O medo pode te levar longe... da noção do ridículo #ZéGotinha

Dia de vacina contra a gripe na empresa, eu com minha carinha de 16 anos chego até a sala para tomar a minha pequena dose, quando percebo todas as enfermeiras me olhando preocupadas - claramente o meu medo era visível.
Às vezes eu sinto que tenho mais medo de tomar vacina porque falo muito que tenho esse medo e, na verdade mesmo, esse sentimento nem existe. De qualquer forma, eu prefiro tirar sangue, mas isso não vem ao caso.,,
Cumprimentei as pessoas e me petrifiquei com a tal cara de desespero, enquanto uma enfermeira colocava a agulha no braço e a outra perguntava o meu nome - que eu precisei de 3 segundos pra conseguir responder (três segundos parece pouco, mas houve um tempo em que fazíamos ligações de longas conversas nesses poucos segundos, sim). Mas enfim, aí deu tudo certo, colocaram aquele adesivinho de criança e, enquanto eu me preparava para seguir meu caminho, me perguntaram se eu não queria ajudar a divulgar esse dia tão importante, recebendo a pintura de um Zé Gotinha na minha mão. Atordoada que estava, nem calculei que não fazia muito sentido essa proposta já que a dose nem tinha sido de gotinha, mas aceitei o convite. Enquanto esperava, olhei com cara de dó pro moço que tava com os brindes pra criança e obviamente ganhei uma pipoca e um pirulito, sim.

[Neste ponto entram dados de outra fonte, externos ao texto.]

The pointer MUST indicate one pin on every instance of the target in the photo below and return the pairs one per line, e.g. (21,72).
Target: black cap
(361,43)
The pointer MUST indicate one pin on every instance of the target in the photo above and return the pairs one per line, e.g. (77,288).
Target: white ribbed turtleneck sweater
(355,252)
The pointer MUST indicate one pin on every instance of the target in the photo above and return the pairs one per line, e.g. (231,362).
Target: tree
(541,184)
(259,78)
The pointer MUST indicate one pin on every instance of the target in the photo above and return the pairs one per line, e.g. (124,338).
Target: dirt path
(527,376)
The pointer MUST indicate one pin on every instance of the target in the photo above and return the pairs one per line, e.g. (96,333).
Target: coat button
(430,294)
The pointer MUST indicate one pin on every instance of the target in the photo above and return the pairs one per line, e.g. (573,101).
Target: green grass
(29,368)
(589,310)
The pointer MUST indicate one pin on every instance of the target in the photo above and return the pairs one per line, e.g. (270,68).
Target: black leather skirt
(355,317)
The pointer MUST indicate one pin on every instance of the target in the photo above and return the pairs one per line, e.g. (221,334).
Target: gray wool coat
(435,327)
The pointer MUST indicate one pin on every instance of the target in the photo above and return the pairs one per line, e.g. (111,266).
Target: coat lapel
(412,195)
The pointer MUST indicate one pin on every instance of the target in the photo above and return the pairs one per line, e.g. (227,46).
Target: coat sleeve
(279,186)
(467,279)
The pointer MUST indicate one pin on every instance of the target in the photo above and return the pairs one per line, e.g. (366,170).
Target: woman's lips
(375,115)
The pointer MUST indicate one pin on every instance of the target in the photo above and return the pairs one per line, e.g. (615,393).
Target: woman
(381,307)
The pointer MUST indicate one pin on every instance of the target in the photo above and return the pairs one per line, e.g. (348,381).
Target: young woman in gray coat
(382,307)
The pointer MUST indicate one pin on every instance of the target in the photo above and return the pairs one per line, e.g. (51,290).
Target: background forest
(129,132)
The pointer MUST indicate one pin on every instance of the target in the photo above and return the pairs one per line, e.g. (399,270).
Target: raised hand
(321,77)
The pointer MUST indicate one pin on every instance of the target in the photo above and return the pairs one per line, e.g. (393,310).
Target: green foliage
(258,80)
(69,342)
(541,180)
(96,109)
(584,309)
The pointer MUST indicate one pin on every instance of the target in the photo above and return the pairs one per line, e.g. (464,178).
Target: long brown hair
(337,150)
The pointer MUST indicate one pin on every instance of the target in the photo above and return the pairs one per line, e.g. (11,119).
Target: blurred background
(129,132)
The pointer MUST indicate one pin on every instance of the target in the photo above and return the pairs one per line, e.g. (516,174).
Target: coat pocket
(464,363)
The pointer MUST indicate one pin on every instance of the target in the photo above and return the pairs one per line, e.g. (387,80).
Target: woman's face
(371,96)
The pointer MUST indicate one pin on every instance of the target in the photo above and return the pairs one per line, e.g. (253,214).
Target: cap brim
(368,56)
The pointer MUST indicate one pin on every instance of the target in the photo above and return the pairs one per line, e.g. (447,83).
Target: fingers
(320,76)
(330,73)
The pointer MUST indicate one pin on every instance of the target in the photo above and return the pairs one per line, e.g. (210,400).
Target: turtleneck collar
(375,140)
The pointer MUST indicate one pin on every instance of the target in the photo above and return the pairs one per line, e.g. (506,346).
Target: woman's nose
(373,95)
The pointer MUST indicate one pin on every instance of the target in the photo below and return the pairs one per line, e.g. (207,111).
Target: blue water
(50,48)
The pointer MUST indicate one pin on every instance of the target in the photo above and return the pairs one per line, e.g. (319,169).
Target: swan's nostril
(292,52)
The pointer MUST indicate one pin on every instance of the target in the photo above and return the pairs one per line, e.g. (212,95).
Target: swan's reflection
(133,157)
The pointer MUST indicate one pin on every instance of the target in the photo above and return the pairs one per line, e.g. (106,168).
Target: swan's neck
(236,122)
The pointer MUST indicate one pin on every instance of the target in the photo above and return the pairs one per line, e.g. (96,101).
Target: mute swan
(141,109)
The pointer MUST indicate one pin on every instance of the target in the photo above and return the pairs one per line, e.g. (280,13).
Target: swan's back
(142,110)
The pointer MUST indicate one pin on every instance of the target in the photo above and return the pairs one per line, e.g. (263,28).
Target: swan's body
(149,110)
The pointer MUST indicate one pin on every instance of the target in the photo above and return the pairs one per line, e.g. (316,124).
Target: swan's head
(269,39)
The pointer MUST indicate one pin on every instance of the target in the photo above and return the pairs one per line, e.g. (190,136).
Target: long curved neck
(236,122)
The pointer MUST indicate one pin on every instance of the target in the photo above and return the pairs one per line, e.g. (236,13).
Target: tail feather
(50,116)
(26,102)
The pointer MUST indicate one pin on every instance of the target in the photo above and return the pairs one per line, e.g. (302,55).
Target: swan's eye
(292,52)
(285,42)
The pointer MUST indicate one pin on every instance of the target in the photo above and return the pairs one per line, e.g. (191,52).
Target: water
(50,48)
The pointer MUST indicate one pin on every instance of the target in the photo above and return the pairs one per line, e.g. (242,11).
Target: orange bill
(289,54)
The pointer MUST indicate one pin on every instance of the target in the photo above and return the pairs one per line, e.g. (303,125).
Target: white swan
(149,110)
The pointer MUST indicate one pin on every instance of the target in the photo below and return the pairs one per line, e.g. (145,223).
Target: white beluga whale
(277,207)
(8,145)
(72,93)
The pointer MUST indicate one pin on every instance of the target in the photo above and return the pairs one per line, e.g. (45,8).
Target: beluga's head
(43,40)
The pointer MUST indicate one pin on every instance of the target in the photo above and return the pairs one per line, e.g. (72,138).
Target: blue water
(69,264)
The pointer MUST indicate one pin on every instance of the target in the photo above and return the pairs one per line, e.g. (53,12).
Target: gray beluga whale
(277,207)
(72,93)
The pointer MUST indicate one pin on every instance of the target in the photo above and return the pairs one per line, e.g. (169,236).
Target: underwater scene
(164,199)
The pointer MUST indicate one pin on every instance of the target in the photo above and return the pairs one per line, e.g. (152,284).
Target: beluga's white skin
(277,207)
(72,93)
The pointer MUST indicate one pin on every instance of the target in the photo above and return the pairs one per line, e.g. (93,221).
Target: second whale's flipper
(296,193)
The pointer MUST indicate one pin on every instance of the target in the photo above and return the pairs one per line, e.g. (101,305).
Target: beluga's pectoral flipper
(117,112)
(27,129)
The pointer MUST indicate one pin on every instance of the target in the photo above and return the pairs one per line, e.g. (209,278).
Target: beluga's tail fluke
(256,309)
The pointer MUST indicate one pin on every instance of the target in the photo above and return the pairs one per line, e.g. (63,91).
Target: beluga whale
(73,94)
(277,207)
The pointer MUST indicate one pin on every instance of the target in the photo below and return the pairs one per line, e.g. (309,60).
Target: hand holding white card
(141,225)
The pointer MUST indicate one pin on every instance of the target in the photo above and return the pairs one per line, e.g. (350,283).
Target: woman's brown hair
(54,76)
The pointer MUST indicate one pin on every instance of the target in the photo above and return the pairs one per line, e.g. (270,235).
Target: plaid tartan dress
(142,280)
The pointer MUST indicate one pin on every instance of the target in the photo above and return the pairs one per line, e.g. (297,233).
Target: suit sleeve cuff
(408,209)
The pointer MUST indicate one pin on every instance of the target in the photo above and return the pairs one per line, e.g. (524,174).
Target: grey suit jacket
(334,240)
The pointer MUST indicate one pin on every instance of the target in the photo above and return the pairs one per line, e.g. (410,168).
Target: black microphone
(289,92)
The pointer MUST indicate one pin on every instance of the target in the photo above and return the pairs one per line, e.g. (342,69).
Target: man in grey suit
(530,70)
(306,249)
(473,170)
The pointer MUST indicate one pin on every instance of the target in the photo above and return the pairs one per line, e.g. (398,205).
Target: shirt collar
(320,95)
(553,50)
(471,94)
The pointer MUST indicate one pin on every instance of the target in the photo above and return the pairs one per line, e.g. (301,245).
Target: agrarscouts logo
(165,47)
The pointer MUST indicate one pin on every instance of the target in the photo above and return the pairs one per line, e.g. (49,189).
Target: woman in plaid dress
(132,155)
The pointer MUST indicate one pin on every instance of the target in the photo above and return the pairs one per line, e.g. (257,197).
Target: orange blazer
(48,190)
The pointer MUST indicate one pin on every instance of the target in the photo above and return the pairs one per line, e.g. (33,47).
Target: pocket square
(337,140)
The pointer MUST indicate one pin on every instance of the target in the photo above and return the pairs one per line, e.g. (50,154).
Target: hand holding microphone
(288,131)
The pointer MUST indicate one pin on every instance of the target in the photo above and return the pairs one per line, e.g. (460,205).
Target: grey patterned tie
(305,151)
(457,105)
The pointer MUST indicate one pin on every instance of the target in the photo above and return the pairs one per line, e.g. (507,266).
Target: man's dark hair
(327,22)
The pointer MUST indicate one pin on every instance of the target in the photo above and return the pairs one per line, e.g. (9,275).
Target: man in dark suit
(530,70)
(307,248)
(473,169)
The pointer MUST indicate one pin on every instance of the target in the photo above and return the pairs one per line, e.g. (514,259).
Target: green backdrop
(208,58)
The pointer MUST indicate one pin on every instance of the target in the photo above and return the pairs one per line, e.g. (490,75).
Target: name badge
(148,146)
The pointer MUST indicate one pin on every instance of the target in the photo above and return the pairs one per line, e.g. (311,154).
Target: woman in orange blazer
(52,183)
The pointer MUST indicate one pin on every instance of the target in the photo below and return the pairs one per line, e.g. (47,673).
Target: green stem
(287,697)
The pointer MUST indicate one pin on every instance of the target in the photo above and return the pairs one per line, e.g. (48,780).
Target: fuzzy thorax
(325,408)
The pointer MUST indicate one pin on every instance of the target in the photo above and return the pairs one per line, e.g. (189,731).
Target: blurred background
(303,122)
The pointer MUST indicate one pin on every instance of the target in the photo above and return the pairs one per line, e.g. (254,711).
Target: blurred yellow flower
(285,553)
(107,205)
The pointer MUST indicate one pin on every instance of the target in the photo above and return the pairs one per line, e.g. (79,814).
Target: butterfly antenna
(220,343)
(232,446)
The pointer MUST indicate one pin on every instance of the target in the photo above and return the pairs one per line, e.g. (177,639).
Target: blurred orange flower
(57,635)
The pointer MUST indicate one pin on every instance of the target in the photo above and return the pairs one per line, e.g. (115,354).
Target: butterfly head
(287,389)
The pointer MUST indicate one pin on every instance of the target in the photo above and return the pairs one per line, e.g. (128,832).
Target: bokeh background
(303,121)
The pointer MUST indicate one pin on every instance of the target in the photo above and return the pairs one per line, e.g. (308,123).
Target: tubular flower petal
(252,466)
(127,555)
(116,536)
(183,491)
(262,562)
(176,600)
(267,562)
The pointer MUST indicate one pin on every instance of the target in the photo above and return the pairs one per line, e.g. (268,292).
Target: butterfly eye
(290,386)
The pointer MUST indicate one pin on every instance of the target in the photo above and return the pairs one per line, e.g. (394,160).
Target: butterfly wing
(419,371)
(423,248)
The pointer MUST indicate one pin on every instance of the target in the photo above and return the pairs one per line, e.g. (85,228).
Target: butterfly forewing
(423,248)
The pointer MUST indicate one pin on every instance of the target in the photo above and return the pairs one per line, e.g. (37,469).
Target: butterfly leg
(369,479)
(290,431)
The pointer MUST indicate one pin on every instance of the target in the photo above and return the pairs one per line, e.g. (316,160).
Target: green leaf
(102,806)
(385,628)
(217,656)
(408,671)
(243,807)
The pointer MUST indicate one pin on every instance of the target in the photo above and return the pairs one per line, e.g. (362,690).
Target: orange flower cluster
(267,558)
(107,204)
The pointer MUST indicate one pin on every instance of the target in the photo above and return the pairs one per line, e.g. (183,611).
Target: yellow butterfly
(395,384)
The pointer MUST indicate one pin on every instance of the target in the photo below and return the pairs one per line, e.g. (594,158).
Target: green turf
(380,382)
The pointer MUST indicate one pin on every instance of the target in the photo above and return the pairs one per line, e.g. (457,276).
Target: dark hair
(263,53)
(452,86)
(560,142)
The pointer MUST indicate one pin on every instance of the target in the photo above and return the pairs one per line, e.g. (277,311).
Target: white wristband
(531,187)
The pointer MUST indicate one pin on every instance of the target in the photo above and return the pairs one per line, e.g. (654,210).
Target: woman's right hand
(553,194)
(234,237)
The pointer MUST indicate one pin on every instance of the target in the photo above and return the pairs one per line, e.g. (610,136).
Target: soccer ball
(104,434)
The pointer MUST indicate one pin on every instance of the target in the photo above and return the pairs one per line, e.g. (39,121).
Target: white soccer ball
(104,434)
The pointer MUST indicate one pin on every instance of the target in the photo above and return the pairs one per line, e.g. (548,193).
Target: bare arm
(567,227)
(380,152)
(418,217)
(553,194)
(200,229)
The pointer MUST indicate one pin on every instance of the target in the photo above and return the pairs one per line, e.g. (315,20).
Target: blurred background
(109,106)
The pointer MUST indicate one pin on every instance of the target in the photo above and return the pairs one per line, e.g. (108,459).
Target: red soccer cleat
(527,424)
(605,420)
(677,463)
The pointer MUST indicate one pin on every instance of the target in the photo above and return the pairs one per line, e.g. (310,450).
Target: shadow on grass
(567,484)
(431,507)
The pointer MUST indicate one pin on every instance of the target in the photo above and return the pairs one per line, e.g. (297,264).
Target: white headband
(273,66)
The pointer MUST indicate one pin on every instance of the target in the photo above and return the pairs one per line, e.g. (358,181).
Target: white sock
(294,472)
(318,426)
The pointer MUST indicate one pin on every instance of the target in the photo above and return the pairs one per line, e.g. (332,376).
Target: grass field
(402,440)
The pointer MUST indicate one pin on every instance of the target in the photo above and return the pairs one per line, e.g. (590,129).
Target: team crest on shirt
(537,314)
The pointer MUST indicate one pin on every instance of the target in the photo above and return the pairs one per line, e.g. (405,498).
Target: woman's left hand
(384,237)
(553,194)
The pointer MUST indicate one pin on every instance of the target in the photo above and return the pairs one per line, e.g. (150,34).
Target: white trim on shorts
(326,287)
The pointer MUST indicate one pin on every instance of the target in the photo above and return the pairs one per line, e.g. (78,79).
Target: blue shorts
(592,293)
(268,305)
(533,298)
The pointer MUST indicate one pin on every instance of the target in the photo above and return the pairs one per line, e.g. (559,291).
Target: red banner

Na minha vez de pintar a mão, chegaram mais enfermeiros e assistentes e todos decidiram tirar uma foto de galera, comigo ali no meio exibindo minha pintura de Zé Gotinha, como quem exibe um anel de diamantes, mas era só tinta branca, azul e glitter mesmo. Uma celebridade.
Durante esse tempo em que meus colegas pensavam que eu pudesse ter desmaiado pela demora, cruzei com um conhecido e, enquanto passava por ele, fui exibindo a mão pintada e dizendo um sorridente “vamos vacinar?”, mas aí virou um episódio porque ele já foi me parando pra comentar que infelizmente não ia dar porque a esposa,era contra vacinas e, se soubesse que ele tinha vacinado, pediria o divórcio, mas ele gostava muito dela pra decidir enfrentar tudo isso agora. E eu com aquela reação de “mas gente...” (tantas pessoas pra eu exibir aquela pintura..)
Eis que uma hora depois, cruzei com o Diretor da empresa enquanto passava pela diretoria e, como qualquer bom cidadão que está com sua mão ilustrada de Zé Gotinha, mostrei pra ele repetindo o velho e bom “vamos vacinar?‘, no que recebo apenas um minimalista olhar de desprezo, que me levou a atitude mais plausível naquele momento que era ir direto para o banheiro lavar a mão pra tirar a pintura do Zé.

Mentira, porque continuei sendo a garota propaganda que, durante toda a tarde, lavando só a palma da mão, com muito cuidado para não perder a pintura belíssima e, agora sim, depois disso nada mais aconteceu, além do braço doendo no dia seguinte e a vergonha e o medo pintados de volta na minha cara, no lugar do Zé Gotinha.